By Amy Tuttle
Becoming aware of our cultural dynamics is a difficult task because culture is not always visible to us. From birth, our experiences, our values and our cultural background lead us to see and do things in a certain way. Because these cultural constructs are often enacted unconsciously, sometimes we have to step outside of our cultural boundaries in order to realize the impact that our culture has on our behavior.

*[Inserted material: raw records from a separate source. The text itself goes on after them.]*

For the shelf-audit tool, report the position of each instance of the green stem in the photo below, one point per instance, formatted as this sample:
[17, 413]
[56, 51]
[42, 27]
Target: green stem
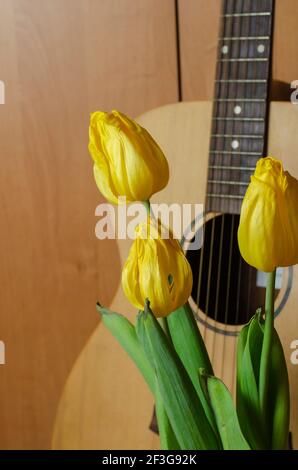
[164, 324]
[147, 205]
[267, 341]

Through a collection of photos, historical facts, and testimonials, “Through My Own Eyes” is a video montage that demonstrates the value of stepping outside one’s cultural boundaries by exploring the relationships among travel, prejudice, and stereotypes. Specifically, in the piece, Michael Horn argues in favor of Jewish groups traveling to Poland despite the ongoing anti-Semitism there. Horn bolsters his compelling claims about the effects of travel and tourism by taking the viewer on a journey through historical images that recount Poland’s WW2 legacy and screen shots of news stories convey the sense of the current climate of prejudice in Poland.
Not only is “Through My Own Eyes” a technically sound piece, as the author makes good use of transitions, sound, timing, and overall aesthetics. More importantly, sharing a travelogue of his own trip to Poland, Horn offers something of more lasting significance: that the cultural awareness that stems from international travel will help ensure “that nothing like the Holocaust ever happens again.” Thus, Horn concludes that in order to overcome prejudice and stereotypes, individuals should travel–to see the world “through their own eyes.”